13 Mr Bolog’s account of his dealings with the defendants’ agent stands uncontradicted. The conversations deposed to by Mr Bolog and the email from the managing agent, Mr Ryan, are supportive of Mr Bevan’s case that the defendants sought to retain the plaintiff’s property by way of an illegal exercise of a right of distress, illegal both because the property did not belong to the tenant and illegal because as between landlord and tenant, that remedy was abolished in Victoria in 1948. See the now repealed s10 of the Landlord and Tenant Act 1958: Interpretation of Legislation Act 1984 s14(2)(c). In a typical case where there are a number of complexities and conflicts of evidence, the general rule, that without an adjudication the principle of costs following the event cannot be applied, is undoubted. There are, however, instances where the matter is so clear that a determination can nevertheless be made as, for instance, where one of the parties has effectively surrendered. Hoddinott v Willmott Forests Ltd [2012] VSC 282 [4]; Peet Ltd v Richmond [2010] VSCA 71; Pyramid Constructions (WA) Pty Ltd v Form Doctors Pty Ltd [2015] WASC 94. To put it another way, it cannot be right to allow a defendant to ignore a letter of demand and put the plaintiff to the costs of commencing proceedings, filing a summons for urgent relief together with supporting affidavits and then surrender with no costs consequences. For reasons already explained, the defendants have been shown to have engaged in an illegal “try on”. I reject any contention that they have acted reasonably. The plaintiff should have a costs order in its favour.
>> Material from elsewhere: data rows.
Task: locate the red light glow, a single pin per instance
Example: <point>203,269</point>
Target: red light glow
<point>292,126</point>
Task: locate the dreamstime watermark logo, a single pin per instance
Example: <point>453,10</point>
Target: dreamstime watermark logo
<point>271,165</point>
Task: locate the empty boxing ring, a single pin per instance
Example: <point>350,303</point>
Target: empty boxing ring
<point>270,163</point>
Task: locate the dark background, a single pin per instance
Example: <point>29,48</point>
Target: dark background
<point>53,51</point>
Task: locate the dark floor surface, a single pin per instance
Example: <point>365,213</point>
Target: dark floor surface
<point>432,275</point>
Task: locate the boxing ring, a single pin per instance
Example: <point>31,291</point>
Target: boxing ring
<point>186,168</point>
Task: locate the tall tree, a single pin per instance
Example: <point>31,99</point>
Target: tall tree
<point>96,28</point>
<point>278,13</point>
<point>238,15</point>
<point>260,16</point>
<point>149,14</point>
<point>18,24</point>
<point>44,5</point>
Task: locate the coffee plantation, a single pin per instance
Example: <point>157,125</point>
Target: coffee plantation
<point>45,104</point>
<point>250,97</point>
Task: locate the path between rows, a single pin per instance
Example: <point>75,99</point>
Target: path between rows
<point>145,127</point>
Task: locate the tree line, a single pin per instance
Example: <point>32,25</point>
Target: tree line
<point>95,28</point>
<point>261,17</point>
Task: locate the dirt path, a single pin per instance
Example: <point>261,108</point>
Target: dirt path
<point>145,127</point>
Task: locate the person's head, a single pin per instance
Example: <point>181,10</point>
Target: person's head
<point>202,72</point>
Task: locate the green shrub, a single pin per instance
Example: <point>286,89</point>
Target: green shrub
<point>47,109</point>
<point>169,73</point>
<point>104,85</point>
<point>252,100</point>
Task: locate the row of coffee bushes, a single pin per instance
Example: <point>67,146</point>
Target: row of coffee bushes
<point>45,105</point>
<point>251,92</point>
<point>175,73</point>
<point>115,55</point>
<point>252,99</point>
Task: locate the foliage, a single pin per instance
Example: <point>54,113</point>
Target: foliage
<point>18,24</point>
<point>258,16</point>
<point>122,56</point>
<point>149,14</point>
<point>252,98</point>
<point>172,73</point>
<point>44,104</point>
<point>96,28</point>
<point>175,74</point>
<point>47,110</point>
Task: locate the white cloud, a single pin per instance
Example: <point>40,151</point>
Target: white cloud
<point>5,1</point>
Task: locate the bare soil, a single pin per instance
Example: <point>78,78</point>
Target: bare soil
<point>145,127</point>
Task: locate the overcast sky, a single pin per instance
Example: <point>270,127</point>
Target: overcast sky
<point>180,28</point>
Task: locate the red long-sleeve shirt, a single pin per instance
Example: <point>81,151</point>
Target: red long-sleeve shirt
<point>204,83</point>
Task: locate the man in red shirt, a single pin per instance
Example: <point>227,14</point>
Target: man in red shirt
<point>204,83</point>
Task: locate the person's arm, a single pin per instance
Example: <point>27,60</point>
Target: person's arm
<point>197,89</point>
14 The next question is whether an award of indemnity costs may be made. Where “the commencement or continuation of proceedings [is] in wilful disregard of known facts or clearly established law” (Ugly Tribe Co Pty Ltd v Sikola [2001] VSC 189 [7]; J-Corp Pty Ltd v Australian Builders Labourers Federation Union of Workers (WA) Branch (No 2) (1993) 46 IR 301), such an award may be appropriate. In the present case, it is not the commencement of the proceeding which is in wilful disregard of clearly established law but the refusal of the defendants to release the plaintiff’s property despite being advised of the correct legal position; but the principle should be the same. This point is reinforced by the service of two Calderbank letters both of which were ignored by the defendants.
15 In the circumstances, I propose making a lump sum costs order upon a full indemnity basis as sought by Mr Bevan.